The equivalent moment in Greek Lessons comes when the mute protagonist is told that her mother almost aborted her: ‘You came within an inch of not being born – and this accords with her always having been ‘soft-spoken … She just didn’t like taking up space.’ She has always questioned ‘whether she really had any claim to existence’. Such a tentative personality exists to be punished by the strong, and she is dealt the worst possible fate, the removal of her beloved child:

Because he was both the eldest grandson by the first-born son and the only male child on his father’s side, because he was not so very young anymore, because her ex-husband unswervingly maintained that she was too highly strung and that this was a bad influence on the boy – the records of the psychiatric treatment she’d received in her teens were presented as evidence – because her income, compared with her husband’s – he had recently been promoted to the bank’s head office – was both paltry and irregular, the hearing eventually resulted in a comprehensive defeat. Now, since even that meagre salary was no longer forthcoming, mounting a further case was impossible.

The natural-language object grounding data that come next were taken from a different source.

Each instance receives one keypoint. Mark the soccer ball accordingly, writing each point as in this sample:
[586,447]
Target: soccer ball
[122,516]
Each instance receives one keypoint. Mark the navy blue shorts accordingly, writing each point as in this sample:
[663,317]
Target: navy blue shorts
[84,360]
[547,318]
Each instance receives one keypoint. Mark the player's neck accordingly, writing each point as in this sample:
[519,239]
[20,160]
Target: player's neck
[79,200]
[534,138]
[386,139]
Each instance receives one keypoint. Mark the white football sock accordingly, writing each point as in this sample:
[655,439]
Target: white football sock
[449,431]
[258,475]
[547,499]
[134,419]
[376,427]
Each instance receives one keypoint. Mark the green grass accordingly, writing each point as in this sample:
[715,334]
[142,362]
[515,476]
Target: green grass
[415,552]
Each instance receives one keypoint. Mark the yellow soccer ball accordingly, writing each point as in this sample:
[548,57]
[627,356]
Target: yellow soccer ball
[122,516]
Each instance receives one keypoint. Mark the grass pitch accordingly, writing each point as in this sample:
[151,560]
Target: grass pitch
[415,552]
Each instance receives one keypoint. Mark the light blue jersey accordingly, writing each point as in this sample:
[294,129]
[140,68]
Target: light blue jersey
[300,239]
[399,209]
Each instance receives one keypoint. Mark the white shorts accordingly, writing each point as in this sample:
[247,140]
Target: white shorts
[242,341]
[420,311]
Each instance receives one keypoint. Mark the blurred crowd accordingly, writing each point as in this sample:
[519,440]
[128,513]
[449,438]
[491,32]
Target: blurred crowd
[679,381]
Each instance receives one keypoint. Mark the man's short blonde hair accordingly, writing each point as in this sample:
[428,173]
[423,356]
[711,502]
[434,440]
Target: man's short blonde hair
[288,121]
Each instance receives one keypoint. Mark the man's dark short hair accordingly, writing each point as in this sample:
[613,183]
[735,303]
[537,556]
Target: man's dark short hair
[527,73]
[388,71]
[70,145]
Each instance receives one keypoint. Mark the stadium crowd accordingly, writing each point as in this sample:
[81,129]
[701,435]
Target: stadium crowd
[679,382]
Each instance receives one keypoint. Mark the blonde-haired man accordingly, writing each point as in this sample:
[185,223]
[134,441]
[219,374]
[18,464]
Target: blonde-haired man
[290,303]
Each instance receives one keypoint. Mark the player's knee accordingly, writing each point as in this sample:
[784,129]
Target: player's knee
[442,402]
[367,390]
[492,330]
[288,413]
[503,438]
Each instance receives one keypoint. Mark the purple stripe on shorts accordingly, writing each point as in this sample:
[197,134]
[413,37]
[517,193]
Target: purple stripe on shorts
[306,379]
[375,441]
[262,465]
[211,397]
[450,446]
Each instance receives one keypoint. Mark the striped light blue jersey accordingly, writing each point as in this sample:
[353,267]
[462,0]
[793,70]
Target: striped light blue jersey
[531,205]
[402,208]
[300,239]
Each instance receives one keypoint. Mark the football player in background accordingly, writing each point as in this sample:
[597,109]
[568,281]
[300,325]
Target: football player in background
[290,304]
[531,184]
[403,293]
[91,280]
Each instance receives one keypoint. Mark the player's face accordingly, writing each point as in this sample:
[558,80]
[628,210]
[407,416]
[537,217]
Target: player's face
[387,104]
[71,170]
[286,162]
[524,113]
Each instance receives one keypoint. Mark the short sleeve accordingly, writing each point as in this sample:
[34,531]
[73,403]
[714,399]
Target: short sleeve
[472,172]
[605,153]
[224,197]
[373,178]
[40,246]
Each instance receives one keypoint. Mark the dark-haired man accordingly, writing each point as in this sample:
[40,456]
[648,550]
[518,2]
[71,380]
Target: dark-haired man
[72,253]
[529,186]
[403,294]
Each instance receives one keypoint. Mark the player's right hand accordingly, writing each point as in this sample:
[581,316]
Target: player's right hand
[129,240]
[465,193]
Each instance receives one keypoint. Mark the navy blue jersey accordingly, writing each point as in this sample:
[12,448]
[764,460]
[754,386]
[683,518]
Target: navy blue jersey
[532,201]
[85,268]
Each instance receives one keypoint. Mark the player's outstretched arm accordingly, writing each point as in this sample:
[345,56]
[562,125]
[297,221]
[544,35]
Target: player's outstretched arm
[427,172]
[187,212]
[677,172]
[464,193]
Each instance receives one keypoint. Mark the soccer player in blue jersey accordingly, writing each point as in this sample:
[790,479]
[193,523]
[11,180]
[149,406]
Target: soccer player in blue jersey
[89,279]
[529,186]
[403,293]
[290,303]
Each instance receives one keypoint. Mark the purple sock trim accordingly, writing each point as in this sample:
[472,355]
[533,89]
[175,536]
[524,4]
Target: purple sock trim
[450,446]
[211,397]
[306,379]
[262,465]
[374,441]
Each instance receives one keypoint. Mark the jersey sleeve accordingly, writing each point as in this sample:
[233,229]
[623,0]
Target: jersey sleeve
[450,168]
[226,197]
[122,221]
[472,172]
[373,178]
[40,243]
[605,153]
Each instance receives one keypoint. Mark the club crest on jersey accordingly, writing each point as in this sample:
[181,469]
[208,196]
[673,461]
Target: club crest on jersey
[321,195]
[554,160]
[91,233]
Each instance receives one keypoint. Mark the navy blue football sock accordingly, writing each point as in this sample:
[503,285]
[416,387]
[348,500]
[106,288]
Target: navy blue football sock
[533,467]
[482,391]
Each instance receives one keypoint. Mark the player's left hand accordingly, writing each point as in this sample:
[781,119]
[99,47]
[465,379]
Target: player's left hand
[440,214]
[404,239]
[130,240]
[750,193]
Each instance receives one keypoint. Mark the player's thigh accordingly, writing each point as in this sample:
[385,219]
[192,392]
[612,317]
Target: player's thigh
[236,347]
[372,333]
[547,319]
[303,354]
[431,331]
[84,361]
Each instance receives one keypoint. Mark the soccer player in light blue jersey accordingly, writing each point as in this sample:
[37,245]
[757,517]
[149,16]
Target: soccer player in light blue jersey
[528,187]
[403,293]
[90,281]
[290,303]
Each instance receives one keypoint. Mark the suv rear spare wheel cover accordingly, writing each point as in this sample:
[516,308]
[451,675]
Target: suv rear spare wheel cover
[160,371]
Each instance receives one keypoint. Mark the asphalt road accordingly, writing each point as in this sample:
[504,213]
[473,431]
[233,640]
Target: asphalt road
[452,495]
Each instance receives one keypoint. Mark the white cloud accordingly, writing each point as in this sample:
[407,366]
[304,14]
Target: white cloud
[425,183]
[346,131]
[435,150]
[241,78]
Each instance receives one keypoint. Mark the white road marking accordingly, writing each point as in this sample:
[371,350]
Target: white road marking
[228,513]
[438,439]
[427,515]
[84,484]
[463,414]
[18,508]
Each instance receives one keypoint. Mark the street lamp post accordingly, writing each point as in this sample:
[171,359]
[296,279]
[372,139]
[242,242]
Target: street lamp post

Not as colourful as McCarthy’s merry band of murderers, I grant, but this is the kind of violence that you can’t make up. And the fleeting portrait we get of the son – who doesn’t like skipping, worried he’ll disturb the snails and worms – suggests that he, too, will suffer deformations of the soul under the patrimonial roof.

The barbarity of the world order, for Han, needs no embellishment. Her mute woman can’t forget how, as a child, she watched her dog’s hindquarters flattened by a car, and when she caught up to him, he bit her savagely in his death throes. ‘The things not to be reconciled with were everywhere,’ she thinks in the climactic moment in which we realise why she can’t or won’t speak: language is complaisant, language is content with description, and description puts everything, good and bad, to bed.

The language teacher refuses ‘to obtain wisdom from suffering’. He nevertheless teaches Socrates’ pun on the near identical words ‘to suffer’ (παθεῖν) and ‘to learn’ (μαθεῖν), suggesting that while suffering does not necessarily teach anything, learning might still be suffering. In the end, he learns that the mute woman can spell out words on his skin, rather than trouble the atmosphere with the force of expelled air and sound waves. ‘To the hospital’ is the first thing she writes on his palm. It is only a short distance to their kiss, ‘a faultline, at once joined and eternally sundered’, just like a boundary in the Elements.